筆者は、この点においてはCSRや消費者への情報開示という点から疑問を呈さずにはいられなかった。ボルドーはブルゴーニュなどとは違い、単一品種ではなくアッサンブラージュで独自のテーストを築いてきたわけだが、その主流は、やはりカベルネ・ソーヴィニョンとメルロー、そしてわずかなカベルネ・フランという黄金比率によるところが大きい。ボルドーワインに対する消費者の知見も広く深くなってきており、トウリガ・ナシオナルが9%も入っているにもかかわらず、表記されないとすると、それはデメリット表示を記載しないも同然だ。

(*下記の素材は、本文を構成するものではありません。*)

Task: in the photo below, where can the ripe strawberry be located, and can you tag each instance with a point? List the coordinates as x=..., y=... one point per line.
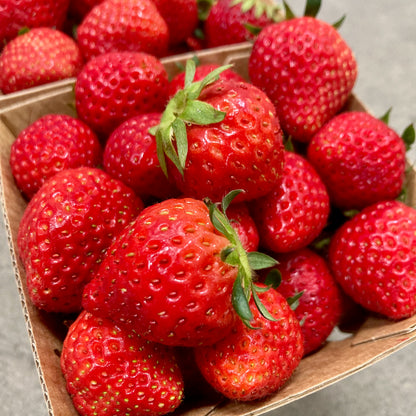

もちろん、デメリットではなく、メリットとなる可能性もある訳だが、いずれにしてもコンプライアンス上も、この点は詳らかにすべきと感じた。

サスティナブルには、こうした倫理的要素も含まれている。この点は伝統の維持と革新の狭間で、道を間違うことなく、進めていってほしいものだと切に思う。

翻って、我が国のサスティナブルへの取り組みは周回遅れだ。ファッション業界も欧米とは格段に差を付けられている。今月開かれた「楽天ファッションウィーク東京」でも、ようやくサスティナブルを掲げるプレゼンテーションが増えてきたことを少しばかり実感できたところだ。もはや単なるトレンドではない、「外せない」テーマだと認識すべき時が来たが、倫理的、人道的見地からのサスティナブルも見落としてはいけない。